The paper by Koenker and Hallock(2001) hosts a great discussion about the efficacy of Quantile regressions and its advantages when used in the place of Ordinary Least Squares Regression estimation. Econometricians might find Quantile Regressions very useful when trying to use data with outliers that may skew results. One thing I have heard time and time again from being in your class is that the median, similar to quantiles, is a more robust measurement than a mean, in the precense of outliers.
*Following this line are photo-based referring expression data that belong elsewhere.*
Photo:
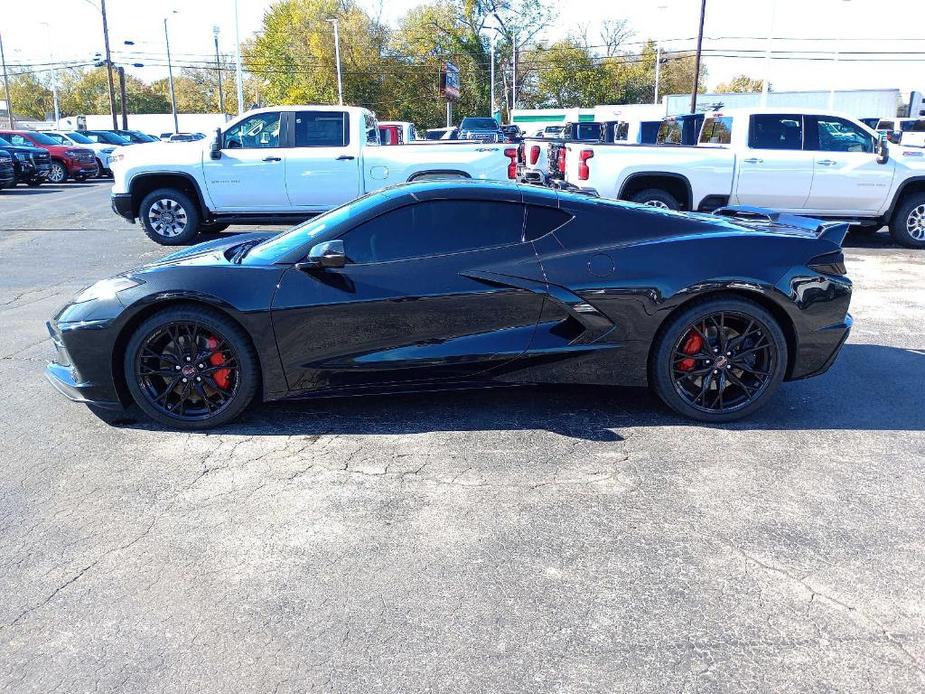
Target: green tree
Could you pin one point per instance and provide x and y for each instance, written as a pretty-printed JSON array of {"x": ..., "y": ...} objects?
[
  {"x": 740, "y": 84},
  {"x": 31, "y": 98}
]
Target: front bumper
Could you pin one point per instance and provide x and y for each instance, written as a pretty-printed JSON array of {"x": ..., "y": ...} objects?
[
  {"x": 122, "y": 206},
  {"x": 81, "y": 168},
  {"x": 97, "y": 389}
]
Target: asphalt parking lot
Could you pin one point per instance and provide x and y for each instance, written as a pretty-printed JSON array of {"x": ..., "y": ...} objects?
[{"x": 567, "y": 539}]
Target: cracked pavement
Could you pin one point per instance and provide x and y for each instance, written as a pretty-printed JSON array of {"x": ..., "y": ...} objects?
[{"x": 554, "y": 539}]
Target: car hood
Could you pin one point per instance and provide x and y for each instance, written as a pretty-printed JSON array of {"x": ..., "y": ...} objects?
[{"x": 208, "y": 253}]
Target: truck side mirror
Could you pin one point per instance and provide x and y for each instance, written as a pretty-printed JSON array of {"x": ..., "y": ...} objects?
[
  {"x": 883, "y": 151},
  {"x": 215, "y": 150}
]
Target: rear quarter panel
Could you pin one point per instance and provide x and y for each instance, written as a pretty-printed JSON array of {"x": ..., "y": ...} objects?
[{"x": 385, "y": 166}]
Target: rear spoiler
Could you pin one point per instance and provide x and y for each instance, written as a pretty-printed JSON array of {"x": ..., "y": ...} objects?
[{"x": 829, "y": 231}]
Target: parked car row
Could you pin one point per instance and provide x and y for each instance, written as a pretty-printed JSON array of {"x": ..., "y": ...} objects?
[{"x": 809, "y": 162}]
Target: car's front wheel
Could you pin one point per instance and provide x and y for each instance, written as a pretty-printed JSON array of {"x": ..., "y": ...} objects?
[
  {"x": 191, "y": 368},
  {"x": 719, "y": 360},
  {"x": 908, "y": 224},
  {"x": 169, "y": 217},
  {"x": 58, "y": 173}
]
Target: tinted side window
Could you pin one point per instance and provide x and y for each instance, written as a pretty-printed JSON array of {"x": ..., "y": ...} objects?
[
  {"x": 434, "y": 228},
  {"x": 776, "y": 132},
  {"x": 259, "y": 131},
  {"x": 322, "y": 129},
  {"x": 838, "y": 135},
  {"x": 542, "y": 220},
  {"x": 716, "y": 131}
]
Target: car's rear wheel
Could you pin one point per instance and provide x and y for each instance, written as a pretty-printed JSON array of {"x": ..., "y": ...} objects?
[
  {"x": 191, "y": 368},
  {"x": 908, "y": 224},
  {"x": 655, "y": 197},
  {"x": 169, "y": 217},
  {"x": 58, "y": 173},
  {"x": 719, "y": 360}
]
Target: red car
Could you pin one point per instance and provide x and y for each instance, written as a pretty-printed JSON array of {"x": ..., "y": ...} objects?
[{"x": 66, "y": 162}]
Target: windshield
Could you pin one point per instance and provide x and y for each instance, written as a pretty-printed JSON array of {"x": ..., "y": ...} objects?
[
  {"x": 479, "y": 124},
  {"x": 274, "y": 249},
  {"x": 58, "y": 139},
  {"x": 80, "y": 139},
  {"x": 42, "y": 139}
]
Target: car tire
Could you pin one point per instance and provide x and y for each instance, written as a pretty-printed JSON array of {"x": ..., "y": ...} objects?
[
  {"x": 908, "y": 224},
  {"x": 145, "y": 380},
  {"x": 169, "y": 217},
  {"x": 655, "y": 197},
  {"x": 754, "y": 342},
  {"x": 58, "y": 172}
]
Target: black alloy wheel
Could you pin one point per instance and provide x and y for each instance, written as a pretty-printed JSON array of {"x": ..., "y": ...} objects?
[
  {"x": 58, "y": 173},
  {"x": 720, "y": 360},
  {"x": 191, "y": 368}
]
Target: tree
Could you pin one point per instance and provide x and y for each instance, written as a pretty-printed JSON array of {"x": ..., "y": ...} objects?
[
  {"x": 31, "y": 98},
  {"x": 740, "y": 84}
]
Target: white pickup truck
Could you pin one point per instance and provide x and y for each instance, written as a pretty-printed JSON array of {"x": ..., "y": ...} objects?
[
  {"x": 794, "y": 160},
  {"x": 280, "y": 165}
]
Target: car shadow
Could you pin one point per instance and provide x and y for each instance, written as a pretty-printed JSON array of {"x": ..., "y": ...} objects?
[{"x": 870, "y": 387}]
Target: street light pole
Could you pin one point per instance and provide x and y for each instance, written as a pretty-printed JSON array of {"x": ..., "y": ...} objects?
[
  {"x": 340, "y": 83},
  {"x": 6, "y": 86},
  {"x": 121, "y": 71},
  {"x": 218, "y": 70},
  {"x": 238, "y": 74},
  {"x": 112, "y": 88},
  {"x": 703, "y": 12},
  {"x": 173, "y": 95},
  {"x": 492, "y": 73}
]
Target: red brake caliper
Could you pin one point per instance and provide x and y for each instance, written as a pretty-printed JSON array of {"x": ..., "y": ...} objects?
[
  {"x": 692, "y": 345},
  {"x": 222, "y": 377}
]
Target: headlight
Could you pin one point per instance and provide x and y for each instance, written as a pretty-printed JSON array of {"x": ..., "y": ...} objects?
[{"x": 106, "y": 289}]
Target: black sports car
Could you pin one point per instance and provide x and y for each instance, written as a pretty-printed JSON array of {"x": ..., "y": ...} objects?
[{"x": 447, "y": 284}]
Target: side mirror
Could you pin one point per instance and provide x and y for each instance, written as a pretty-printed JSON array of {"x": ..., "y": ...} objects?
[
  {"x": 324, "y": 255},
  {"x": 883, "y": 152},
  {"x": 215, "y": 151}
]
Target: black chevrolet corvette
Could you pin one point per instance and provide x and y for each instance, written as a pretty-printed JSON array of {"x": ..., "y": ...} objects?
[{"x": 443, "y": 285}]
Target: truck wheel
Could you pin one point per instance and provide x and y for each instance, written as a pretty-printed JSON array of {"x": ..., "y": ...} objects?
[
  {"x": 169, "y": 217},
  {"x": 908, "y": 224},
  {"x": 653, "y": 197},
  {"x": 58, "y": 173}
]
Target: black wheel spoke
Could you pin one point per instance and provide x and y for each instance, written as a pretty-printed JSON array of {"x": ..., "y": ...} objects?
[
  {"x": 731, "y": 367},
  {"x": 175, "y": 370}
]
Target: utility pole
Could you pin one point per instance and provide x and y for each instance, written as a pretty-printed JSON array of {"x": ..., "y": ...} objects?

I gained alot of knowledge regarding the purpose of quantile regressions and seeing why econometricians might prefer it to OLS in situations where they want to estimate effects of covariates over a range of outcomes. It can be very useful to understand different effects of covariates over a range of outcomes as we have seen in the previous questions with the quantile regression over the smoking during pregnancy indicator over a range of different infant birth weights and how the effects change.